Even if all of the trading was above board, as I blogged at Open Salon last week (here's a link to the full post), there is in my mind something fundamentally wrong about allowing non-end users to make tremendous amounts of money off of commodity markets. At the risk of being unsympathetic to those who took a bath in the market recently, there is a significant difference between the paper losses of equity investors and end consumers of crude oil and agriculture (i.e., all of us who eat and have to rely on transportation everyday.) Speculation in food and fuel drove families of all race, stripe, and economic levels into potentially disastrous economic circumstances.

This fact has not been lost on the powers that be. In Feb, the Senate referred the "Prevention of Excessive Speculation Act" to the Committee on Agriculture, Nutrition, and Forestry. The bill looks to restore some regulatory authority to the CFTC by essentially empowering the group to report on OTC trades.

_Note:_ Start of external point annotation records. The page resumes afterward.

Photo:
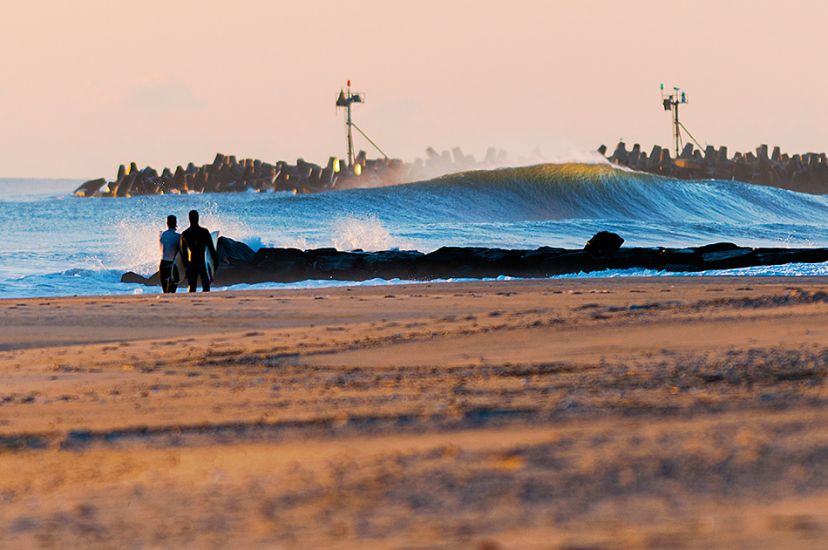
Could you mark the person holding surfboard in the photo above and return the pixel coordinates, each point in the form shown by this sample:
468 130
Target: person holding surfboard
199 254
170 242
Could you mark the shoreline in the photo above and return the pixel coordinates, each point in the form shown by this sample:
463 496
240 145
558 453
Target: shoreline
622 411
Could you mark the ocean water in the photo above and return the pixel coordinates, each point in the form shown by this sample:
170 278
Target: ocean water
57 244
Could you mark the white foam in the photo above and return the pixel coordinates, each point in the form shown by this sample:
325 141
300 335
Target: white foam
368 233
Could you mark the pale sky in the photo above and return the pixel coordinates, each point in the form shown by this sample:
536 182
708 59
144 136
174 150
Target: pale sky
89 84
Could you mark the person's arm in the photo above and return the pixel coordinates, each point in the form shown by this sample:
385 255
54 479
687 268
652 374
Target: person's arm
185 256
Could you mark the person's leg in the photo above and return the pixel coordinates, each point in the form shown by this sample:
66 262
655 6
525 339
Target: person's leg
164 273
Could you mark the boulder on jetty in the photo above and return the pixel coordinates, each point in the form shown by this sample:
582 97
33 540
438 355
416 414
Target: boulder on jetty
604 243
239 264
226 174
805 173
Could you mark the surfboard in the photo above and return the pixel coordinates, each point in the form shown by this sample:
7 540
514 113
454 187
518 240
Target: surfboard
208 258
179 273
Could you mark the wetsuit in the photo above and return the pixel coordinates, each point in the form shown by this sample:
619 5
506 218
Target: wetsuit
170 242
193 242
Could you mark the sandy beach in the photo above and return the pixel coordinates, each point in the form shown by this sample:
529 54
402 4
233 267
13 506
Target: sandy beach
518 414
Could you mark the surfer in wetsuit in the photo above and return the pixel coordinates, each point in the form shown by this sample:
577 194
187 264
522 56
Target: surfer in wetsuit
170 242
194 240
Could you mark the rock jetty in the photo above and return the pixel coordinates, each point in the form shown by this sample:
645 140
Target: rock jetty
806 173
227 174
240 264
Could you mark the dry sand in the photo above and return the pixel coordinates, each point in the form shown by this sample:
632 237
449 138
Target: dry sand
531 414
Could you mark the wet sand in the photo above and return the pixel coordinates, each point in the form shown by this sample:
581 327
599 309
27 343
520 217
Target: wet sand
524 414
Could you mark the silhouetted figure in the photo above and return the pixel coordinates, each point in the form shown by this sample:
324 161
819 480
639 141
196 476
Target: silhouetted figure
194 240
170 242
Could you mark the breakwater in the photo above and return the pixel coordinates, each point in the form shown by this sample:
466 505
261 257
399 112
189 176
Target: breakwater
228 174
805 173
239 264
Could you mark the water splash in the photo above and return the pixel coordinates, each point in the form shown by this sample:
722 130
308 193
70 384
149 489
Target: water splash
351 233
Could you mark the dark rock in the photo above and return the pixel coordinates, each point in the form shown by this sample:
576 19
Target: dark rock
241 265
603 243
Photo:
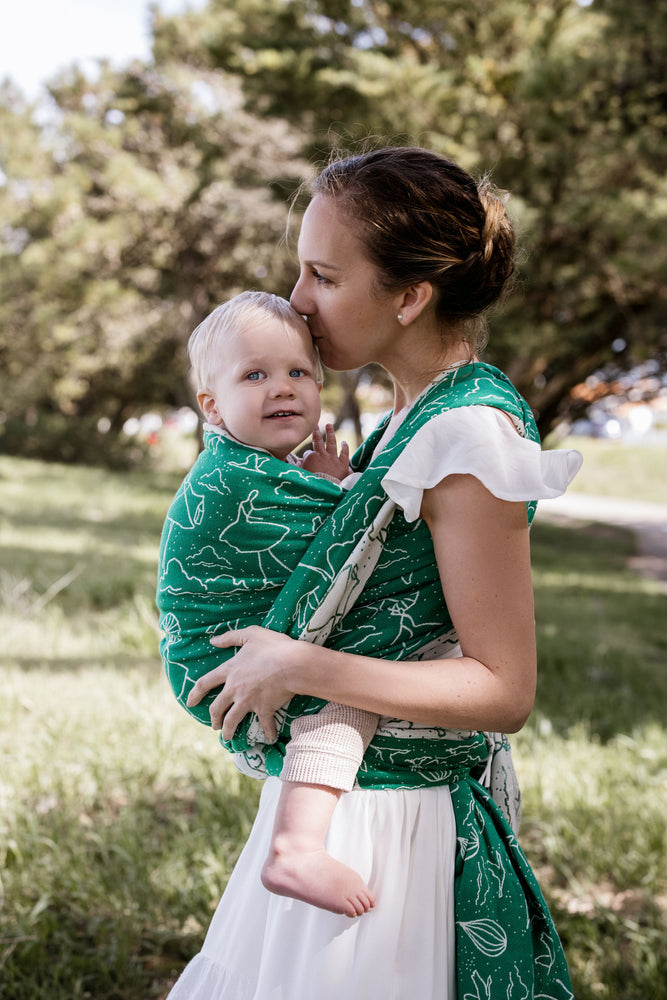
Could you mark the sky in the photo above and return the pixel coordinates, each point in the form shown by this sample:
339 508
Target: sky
39 37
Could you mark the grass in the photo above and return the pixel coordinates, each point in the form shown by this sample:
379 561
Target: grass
612 468
120 818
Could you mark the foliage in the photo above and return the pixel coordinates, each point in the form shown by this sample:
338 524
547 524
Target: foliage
120 818
138 200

In March, UNCTAD issued a report that called for the end of excessive speculation in commodity markets citing the devastating consequences of the sharp rise in food and fuel prices last year. Finally, OPEC, in a joint statement with consuming countries in Asia, called for greater oversight in commodity markets to prevent the kind of surge in oil prices that the world witnessed last year.

Sounds good if it weren't for the Times article. Sure, oil prices aren't close to $150/barrel like they were last summer, but $50/barrel also doesn't seem to reflect market realities with demand down and inventories growing. What we need now, before we see another run up in prices, is transparency in the market. Who is trading and why. Until then, most of us are left to rely on the B.S. that passes as market analysis these days. Analysts with big banks and private advisory groups will go on about "market fundamentals" until the cows come home but none of it equates with what's really going on in the market these days. Until transparency happens, we can't be sure $50/barrel is anymore "fair" than $150.